Petrochemicals have also become increasingly more important in society (despite our greatest efforts), given their unparalleled efficiency in manufacturing.
It is unlikely that we will be able to find an alternative in the short-medium term that can match their strength and durability.
As such, we are likely set up for oil and gas demand to continue to grow (instead of declining) over in the short-medium term, given the alternative is to stunt the growth of developing nations, and decline the standards of living of those in developed countries.
To ESG, Or to Not ESG
Investing into the oil and gas sector will remain unavailable to those investors with an active ESG filter, however for those who are less restricted with their universe, there are multiple options to gain exposure.
For a more diversified option, investors can select the Energy Select Sector SPDR ETF (NYSEARCA: XLE), which invests primarily into oil, gas, consumable fuels, and energy equipment /services.
Domestically, Oil Search (ASX: OSH) and Santos (ASX: STO) have agreed upon an AUD$21bn merger, making them the largest oil company on the ASX. The benefits for both parties are clear given the diversification in assets, with both stocks underperforming relative to benchmark oil prices in recent months due to a growing focus on ESG.
We haven’t touched on the impact of OPEC+ in this note, yet it likely serves as the single biggest impact on oil prices in the short-medium term and would subsequently impact upon the profitability of the aforementioned exposures.
In the past weeks, OPEC+ finally reached a deal to increase production by a total of 400,000 barrels a month, which will likely place some downward pressure on oil prices.
This outcome took a series of discussions, with issues primarily arising through the UAE voicing their grievances regarding the disproportionate impact they incurred during previous production cuts.
Carbon capture involves the collection and storage of CO2 before it is released into the atmosphere, following the burning of fossil fuels.
Given its reduction of the environmental impact of fossil fuels, it has been widely touted to play a key role in the worldwide journey towards zero emissions, with both the EU and the US investing heavily into the roll out of carbon capture solutions.
The Oil and Gas Dilemma
Whilst most would like the world to reach a point where we reduce, or remove fossil fuel use entirely, this is nothing more than a dream for the time being.
Existing technology simply can’t enable renewable energy sources to act as a base load source for most nations, with the only other real alternative of nuclear energy being rejected by most governments.

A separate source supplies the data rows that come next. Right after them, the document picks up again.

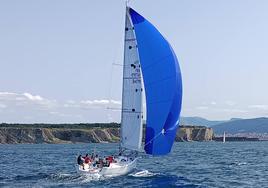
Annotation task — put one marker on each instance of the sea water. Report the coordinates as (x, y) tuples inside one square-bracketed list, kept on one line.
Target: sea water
[(190, 164)]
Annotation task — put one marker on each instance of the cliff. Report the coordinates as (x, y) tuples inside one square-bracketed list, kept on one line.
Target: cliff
[(194, 133), (9, 135)]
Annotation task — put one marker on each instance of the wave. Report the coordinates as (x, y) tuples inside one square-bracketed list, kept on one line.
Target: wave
[(143, 173)]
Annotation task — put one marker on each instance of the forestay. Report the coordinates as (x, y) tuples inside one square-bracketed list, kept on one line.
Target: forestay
[(131, 117)]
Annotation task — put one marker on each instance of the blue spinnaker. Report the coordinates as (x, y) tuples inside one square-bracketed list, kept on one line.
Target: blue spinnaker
[(163, 86)]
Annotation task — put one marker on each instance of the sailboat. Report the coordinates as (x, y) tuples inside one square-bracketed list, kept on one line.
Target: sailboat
[(150, 66)]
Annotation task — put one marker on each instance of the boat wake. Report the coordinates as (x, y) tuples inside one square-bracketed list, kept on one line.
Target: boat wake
[(143, 173)]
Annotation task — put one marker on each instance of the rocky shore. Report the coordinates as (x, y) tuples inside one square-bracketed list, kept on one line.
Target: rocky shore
[(10, 135)]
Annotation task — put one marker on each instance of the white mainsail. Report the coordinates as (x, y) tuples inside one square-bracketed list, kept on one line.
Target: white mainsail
[(131, 117)]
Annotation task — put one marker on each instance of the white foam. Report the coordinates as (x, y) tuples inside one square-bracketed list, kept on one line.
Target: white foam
[(143, 173)]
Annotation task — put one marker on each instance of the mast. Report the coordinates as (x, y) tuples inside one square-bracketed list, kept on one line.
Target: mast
[(131, 112)]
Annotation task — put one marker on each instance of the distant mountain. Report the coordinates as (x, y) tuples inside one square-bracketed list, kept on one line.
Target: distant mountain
[(198, 121), (234, 126)]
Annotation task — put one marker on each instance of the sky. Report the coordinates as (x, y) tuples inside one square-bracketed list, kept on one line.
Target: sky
[(58, 58)]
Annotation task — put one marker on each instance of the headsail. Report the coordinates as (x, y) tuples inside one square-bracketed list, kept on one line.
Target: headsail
[(163, 86), (131, 118)]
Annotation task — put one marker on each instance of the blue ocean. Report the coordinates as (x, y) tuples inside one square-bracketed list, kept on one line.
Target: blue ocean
[(191, 164)]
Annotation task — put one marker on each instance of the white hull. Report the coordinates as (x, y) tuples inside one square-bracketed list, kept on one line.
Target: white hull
[(122, 167)]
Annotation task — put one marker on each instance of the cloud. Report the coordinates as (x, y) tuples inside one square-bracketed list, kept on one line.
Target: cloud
[(28, 107), (234, 110), (32, 97), (230, 103), (25, 99), (2, 106), (201, 107), (213, 103), (259, 106)]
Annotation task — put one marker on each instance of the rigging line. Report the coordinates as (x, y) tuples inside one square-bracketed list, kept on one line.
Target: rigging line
[(156, 137)]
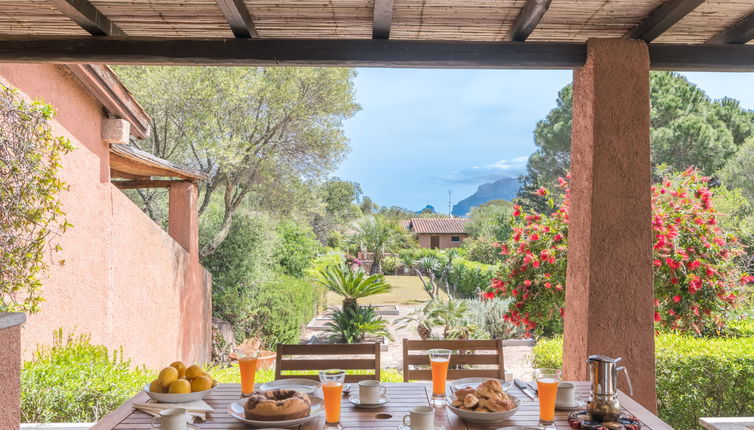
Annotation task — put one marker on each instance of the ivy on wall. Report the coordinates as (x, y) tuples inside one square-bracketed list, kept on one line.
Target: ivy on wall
[(30, 209)]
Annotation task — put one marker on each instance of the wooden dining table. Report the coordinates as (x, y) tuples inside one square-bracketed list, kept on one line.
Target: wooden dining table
[(403, 397)]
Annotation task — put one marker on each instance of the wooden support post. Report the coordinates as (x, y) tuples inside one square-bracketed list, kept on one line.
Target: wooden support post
[(609, 295), (183, 217)]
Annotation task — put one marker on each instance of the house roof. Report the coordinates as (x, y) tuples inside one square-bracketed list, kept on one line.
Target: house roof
[(131, 163), (436, 225)]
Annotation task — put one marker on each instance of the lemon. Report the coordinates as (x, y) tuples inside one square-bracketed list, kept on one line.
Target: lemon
[(180, 367), (167, 376), (201, 383), (180, 386), (193, 371), (156, 387)]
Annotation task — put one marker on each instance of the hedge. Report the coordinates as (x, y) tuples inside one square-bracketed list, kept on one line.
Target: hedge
[(281, 308), (696, 377)]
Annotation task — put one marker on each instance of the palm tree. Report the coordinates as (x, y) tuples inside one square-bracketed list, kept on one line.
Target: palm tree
[(377, 235), (351, 284)]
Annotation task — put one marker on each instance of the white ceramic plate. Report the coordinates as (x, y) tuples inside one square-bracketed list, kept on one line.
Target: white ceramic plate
[(302, 385), (383, 400), (485, 417), (177, 398), (474, 382), (235, 410)]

For investors, the growth of ESG investing offers an opportunity, where current share prices of oil companies are trading below their intrinsic value.
If ESG continues to grow in its influence, oil and gas companies could continue to be undervalued into perpetuity.
However, once you strip out all the noise, a share price should primarily be based off its discounted cash flows – something which isn’t likely to drop for oil and gas producers.
The views expressed in this article are the views of the stated author as at the date published and are subject to change based on markets and other conditions. Past performance is not a reliable indicator of future performance. Mason Stevens is only providing general advice in providing this information. You should consider this information, along with all your other investments and strategies when assessing the appropriateness of the information to your individual circumstances. Mason Stevens and its associates and their respective directors and other staff each declare that they may hold interests in securities and/or earn fees or other benefits from transactions arising as a result of information contained in this article.